In reply to Offwidth:
> .... What went wrong was the editors from the late 60s into the 80s failing to realign everything consitently to improvements in modern pro and shoes. There should have been mass downgrading of cracks and faces with good breaks. This led to mass grade creep on some routes and some huge inconsistencies on obscurities.
I've been climbing for over 40 years and have seen this progression happen and like other posters I'm waiting for the day when I'll have done an E5 without ever going near one. However, I'm not convinced that it's such a major issue.
The whole point of having a national grading system in the first place is to create some sort of consistency in describing the difficulty of climbs. One could then argue that there's little or no point in having a national system if a single grade doesn't translate to some sort of comparable difficulty between climbs in different areas. However, the British trad grading system doesn't work this objectively, thus giving some Peak grit VSs that would be at least E1 elsewhere. With such structural 'inconsistency', does grade creep really matter?
For my sins I'm currently working on 2 new Mid Wales guides concurrently and I'll admit that grade creep is a concern for the guidebook team. However, we try to keep things in some sort of perspective, so it's not a major concern.
Grade creep does occur though and sometimes it's for a very good reason - eg. a simple mistake or a significant change in the route. A Severe described in CC Meirionnydd (2002) will be graded E1 5b in the new guide. Nothing's fallen off it to make it harder - it simply was never a Severe in the first place and was a sandbag of immense proportions.
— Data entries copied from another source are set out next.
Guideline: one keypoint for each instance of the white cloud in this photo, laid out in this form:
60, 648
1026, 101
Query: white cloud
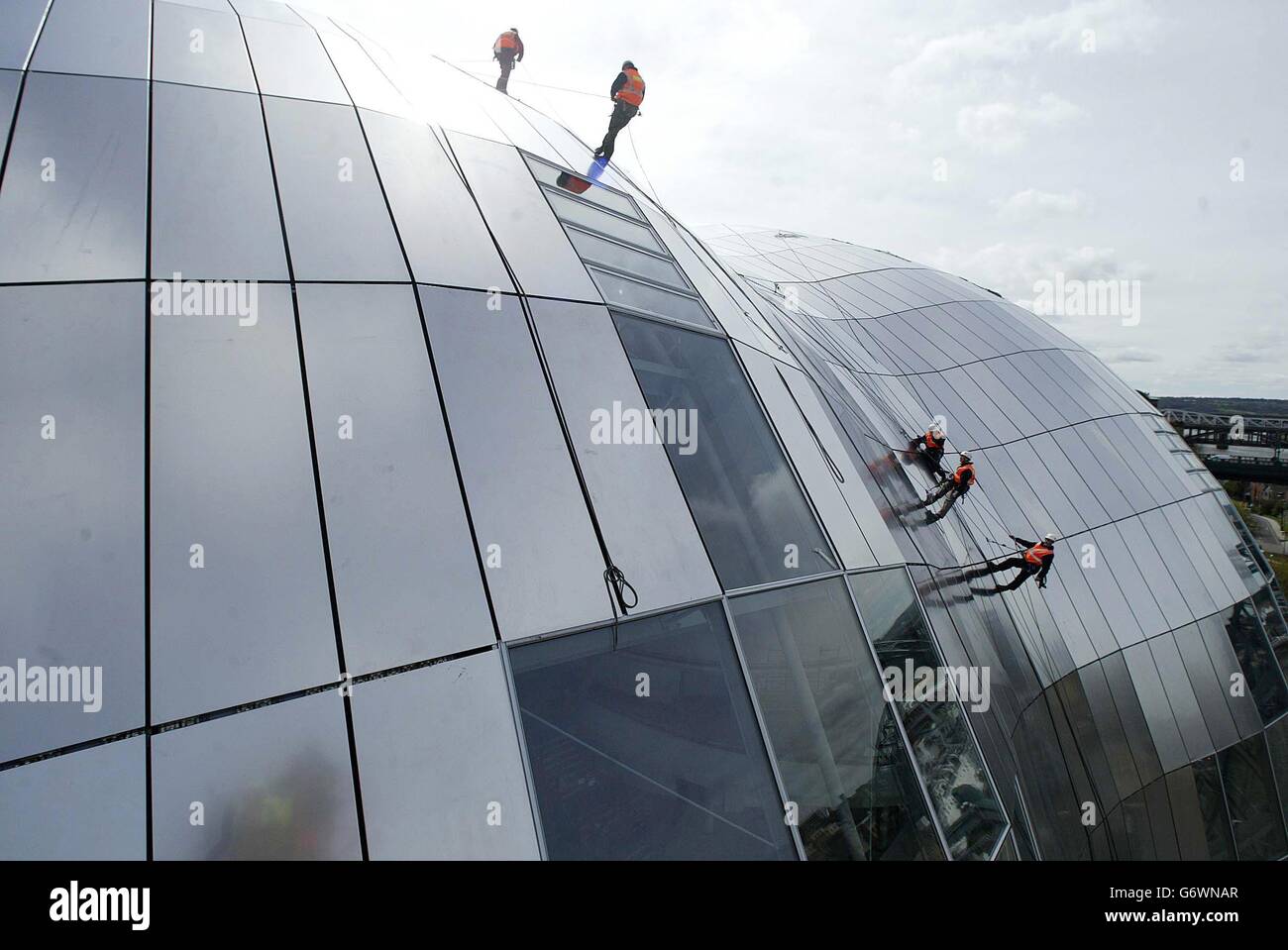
1004, 126
1128, 355
996, 48
1031, 203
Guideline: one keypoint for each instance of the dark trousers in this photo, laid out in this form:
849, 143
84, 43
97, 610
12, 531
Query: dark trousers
953, 493
622, 114
506, 64
1025, 570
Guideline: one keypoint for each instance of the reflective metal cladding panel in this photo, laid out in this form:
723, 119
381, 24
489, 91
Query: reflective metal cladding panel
408, 485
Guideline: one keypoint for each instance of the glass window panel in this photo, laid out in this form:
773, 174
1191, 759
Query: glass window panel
1276, 738
9, 81
619, 291
836, 740
71, 508
85, 806
806, 454
735, 309
1160, 821
1103, 581
578, 213
859, 499
1216, 817
584, 188
1131, 716
232, 473
1240, 700
1254, 811
1180, 563
291, 62
406, 577
366, 84
1046, 479
22, 20
1102, 443
1146, 554
1112, 787
1111, 733
336, 218
1158, 712
622, 258
1188, 816
1273, 622
439, 224
1180, 694
274, 783
954, 353
80, 218
681, 774
642, 511
745, 498
969, 811
545, 567
1209, 688
214, 211
529, 236
1190, 515
894, 348
98, 38
1265, 680
267, 9
434, 793
1131, 828
201, 48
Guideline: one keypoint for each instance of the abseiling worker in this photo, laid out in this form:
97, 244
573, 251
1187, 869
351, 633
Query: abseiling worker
931, 447
626, 93
1034, 562
954, 486
507, 51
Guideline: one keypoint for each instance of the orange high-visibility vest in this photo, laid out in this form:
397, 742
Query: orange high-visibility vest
632, 93
1035, 554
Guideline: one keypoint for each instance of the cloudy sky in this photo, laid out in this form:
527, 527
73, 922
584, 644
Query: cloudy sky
1096, 139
Similarly the route on the front cover of Meirionnydd was never VS 4c. HVS 5a is far more realistic (although one or two would have been even happier to see it given E1 5a!) Several unprotectable E2s, with body-scything groundfall potential, are now more realistically graded E3 or E4. So some grade creep is clearly justified and probably inevitable.
Grade creep could also be due to consensus, or even due to a lack of it on more obscure stuff. You can see this working both ways on the UKC route database. Some of it is undoubtedly due to ego-massaging, but some will be genuinely down to some people thinking that climb X is a lot harder than the given grade but didn't want to be the one that said "it felt more like E1 than HVS ..."
It's all a matter of opinion anyway and in an ideal world, no one would be allowed to have any opinion on the grade of any given climb unless they've climbed it at least 10 times - and that has to include doing the climb when it's 5C and when it's 30C; with chalk and without chalk; when it's raining and when it's been dry for 3 months; in at least 5 different pairs of rock shoes; when strong and fit and also when returning from an injury or when generally just weak or hungover.
FWIW, I've done Dream of White Horses 12 times, either led it all or AL. I've done it twice in a pair of B3 boots and never with chalk. Did half of it in the rain once too. Am I any wiser as to whether it's VS 4c or HVS 4c? Perhaps I am, but does it really matter? Deep down do I really care? To me it’s part of the fun of climbing.
Grade creep? Hmm, yes it happens but then I think that these days perhaps we've just become soft. [By "we", I mean mostly me.
!!] I also remind myself of the old maxim that the best climber is not always the one climbing the highest grades; the best climber is the one having the most fun.
Dave
PS: Surprised no one has yet blamed grade creep on sport climbing or climbing walls ... or bouldering.